Landscape genetic inferences vary with sampling scenario for a pond-breeding amphibian

Abstract

A critical decision in landscape genetic studies is whether to use individuals or populations as the sampling unit. This decision affects the time and cost of sampling and may affect ecological inference. We analyzed 334 Columbia spotted frogs at 8 microsatellite loci across 40 sites in northern Idaho to determine how inferences from landscape genetic analyses would vary with sampling design. At all sites, we compared a proportion available sampling scheme (PASS), in which all samples were used, to resampled datasets of 2–11 individuals. Additionally, we compared a population sampling scheme (PSS) to an individual sampling scheme (ISS) at 18 sites with sufficient sample size. We applied an information theoretic approach with both restricted maximum likelihood and maximum likelihood estimation to evaluate competing landscape resistance hypotheses.
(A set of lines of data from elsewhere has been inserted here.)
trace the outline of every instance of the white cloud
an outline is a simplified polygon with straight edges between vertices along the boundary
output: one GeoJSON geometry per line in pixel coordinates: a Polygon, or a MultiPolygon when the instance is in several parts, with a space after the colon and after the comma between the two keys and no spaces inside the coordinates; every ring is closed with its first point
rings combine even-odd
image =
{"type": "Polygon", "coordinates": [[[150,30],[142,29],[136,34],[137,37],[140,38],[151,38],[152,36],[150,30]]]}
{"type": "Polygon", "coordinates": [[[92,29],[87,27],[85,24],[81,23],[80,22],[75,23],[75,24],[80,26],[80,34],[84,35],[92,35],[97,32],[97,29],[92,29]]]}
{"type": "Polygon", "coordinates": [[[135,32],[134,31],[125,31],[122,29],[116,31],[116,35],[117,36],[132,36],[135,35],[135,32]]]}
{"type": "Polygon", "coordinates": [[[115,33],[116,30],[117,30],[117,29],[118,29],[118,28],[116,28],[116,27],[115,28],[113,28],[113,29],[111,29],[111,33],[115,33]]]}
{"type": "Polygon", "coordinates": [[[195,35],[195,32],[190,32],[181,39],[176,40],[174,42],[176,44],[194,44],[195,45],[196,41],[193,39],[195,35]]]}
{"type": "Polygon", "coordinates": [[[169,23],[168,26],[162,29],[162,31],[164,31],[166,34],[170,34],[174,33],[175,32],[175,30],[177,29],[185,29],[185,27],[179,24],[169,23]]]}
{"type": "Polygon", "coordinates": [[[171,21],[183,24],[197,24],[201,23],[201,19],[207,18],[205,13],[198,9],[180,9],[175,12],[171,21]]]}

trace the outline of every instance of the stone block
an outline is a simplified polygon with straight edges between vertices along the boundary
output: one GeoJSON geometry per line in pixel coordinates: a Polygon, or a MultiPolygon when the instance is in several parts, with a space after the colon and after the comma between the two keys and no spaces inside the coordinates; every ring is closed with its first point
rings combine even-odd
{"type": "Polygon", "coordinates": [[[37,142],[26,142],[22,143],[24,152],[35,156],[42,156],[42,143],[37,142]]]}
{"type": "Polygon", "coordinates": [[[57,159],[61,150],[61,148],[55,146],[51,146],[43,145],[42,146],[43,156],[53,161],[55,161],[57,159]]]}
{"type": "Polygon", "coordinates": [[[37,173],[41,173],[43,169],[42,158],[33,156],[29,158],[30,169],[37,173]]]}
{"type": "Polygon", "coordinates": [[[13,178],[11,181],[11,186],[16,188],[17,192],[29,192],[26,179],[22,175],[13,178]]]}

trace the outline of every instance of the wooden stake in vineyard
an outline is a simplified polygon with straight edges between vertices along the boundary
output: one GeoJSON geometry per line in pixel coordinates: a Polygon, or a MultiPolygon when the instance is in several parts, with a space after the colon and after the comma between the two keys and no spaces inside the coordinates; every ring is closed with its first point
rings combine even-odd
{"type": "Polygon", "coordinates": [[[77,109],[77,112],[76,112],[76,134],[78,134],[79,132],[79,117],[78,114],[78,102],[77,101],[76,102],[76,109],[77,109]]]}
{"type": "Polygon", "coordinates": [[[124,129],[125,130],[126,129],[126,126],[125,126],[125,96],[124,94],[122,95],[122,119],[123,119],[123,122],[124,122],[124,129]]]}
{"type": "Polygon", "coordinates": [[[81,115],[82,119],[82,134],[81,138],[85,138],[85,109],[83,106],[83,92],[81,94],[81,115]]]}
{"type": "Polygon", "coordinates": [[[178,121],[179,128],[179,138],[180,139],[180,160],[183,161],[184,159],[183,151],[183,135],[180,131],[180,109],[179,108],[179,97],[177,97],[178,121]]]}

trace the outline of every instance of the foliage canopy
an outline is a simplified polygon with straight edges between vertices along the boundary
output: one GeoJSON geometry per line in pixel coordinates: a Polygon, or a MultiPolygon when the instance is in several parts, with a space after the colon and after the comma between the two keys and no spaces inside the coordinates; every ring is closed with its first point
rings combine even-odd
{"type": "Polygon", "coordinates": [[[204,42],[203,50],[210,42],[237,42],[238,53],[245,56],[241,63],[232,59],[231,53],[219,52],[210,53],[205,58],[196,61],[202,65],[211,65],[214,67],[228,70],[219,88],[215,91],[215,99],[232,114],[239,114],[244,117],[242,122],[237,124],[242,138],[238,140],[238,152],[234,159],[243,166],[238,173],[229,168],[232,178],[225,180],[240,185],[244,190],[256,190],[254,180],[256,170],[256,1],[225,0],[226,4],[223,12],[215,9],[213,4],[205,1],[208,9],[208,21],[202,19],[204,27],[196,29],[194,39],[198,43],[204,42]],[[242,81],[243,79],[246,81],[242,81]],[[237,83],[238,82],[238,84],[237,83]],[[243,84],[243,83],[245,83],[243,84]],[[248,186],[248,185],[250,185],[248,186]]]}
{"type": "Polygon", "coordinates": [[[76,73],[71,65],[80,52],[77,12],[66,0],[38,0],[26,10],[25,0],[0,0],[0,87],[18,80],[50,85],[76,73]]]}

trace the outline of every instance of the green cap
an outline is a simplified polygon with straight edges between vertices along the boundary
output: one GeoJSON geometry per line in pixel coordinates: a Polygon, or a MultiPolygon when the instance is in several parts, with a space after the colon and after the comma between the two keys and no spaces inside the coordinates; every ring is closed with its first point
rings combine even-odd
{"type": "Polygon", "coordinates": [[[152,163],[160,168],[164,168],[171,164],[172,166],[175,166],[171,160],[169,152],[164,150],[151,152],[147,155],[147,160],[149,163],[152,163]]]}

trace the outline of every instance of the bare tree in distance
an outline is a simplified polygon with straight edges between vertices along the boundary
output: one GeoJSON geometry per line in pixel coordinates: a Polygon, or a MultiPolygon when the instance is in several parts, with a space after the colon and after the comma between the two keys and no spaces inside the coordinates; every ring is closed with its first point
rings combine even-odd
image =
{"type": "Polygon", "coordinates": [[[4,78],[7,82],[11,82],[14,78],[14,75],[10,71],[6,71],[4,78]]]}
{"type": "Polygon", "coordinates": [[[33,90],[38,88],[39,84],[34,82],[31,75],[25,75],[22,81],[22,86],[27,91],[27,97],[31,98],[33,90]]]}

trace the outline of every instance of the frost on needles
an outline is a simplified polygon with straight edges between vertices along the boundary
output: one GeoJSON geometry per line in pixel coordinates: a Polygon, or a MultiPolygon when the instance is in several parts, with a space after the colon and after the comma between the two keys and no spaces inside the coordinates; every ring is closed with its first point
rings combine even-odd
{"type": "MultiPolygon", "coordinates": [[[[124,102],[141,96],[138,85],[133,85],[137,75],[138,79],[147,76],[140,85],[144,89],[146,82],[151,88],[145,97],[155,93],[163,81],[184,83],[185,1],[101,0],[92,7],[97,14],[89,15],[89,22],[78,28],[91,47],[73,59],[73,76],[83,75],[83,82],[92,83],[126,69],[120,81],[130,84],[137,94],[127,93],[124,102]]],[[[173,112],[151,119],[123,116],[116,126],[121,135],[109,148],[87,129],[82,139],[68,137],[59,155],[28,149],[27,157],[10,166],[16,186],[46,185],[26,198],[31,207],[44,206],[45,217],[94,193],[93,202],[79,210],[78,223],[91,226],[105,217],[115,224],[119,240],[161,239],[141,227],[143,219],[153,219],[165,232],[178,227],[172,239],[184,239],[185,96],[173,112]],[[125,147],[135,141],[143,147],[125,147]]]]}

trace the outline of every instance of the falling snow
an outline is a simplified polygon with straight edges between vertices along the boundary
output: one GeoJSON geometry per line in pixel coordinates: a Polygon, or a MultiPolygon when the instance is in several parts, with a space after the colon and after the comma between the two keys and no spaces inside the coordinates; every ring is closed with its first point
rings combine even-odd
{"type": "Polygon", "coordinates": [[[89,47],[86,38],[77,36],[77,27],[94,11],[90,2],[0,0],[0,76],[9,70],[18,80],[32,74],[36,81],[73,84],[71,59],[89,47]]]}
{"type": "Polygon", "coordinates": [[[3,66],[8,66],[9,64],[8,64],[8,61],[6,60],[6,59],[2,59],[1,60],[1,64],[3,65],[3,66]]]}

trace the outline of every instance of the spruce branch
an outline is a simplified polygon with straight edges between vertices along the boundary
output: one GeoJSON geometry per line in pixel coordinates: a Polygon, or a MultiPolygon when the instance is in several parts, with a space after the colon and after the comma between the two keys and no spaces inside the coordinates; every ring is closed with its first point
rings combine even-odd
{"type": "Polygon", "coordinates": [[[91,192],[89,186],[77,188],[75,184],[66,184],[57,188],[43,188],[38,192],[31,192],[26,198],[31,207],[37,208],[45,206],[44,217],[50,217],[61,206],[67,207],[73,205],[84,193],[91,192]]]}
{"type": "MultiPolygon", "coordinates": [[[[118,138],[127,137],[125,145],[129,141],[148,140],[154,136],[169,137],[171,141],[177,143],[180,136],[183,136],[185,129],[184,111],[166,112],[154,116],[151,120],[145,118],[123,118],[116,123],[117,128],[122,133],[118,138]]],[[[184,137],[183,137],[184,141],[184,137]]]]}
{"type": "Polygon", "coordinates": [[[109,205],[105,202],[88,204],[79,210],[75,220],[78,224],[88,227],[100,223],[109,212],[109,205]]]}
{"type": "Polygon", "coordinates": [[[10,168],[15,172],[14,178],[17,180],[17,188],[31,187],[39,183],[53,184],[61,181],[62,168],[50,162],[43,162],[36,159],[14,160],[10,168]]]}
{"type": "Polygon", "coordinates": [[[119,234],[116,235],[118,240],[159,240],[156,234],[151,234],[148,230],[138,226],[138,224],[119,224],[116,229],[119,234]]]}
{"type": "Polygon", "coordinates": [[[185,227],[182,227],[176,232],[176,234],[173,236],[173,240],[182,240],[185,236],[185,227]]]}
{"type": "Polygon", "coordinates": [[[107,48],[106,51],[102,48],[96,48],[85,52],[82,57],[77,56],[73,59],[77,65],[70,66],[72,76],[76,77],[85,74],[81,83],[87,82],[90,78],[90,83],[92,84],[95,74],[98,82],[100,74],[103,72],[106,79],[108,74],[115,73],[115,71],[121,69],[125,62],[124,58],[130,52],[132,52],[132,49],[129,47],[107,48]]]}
We found that PSS supported low-density forest when restricted maximum likelihood was used, but a combination model of most variables when maximum likelihood was used. We also saw variations when AIC was used compared to BIC. ISS supported this model as well as additional models when testing hypotheses of land cover types that create the greatest resistance to gene flow for Columbia spotted frogs. Increased sampling density and study extent, seen by comparing PSS to PASS, showed a change in model support. As number of individuals increased, model support converged at 7–9 individuals for ISS to PSS. ISS may be useful to increase study extent and sampling density, but may lack power to provide strong support for the correct model with microsatellite datasets. Our results highlight the importance of additional research on sampling design effects on landscape genetics inference.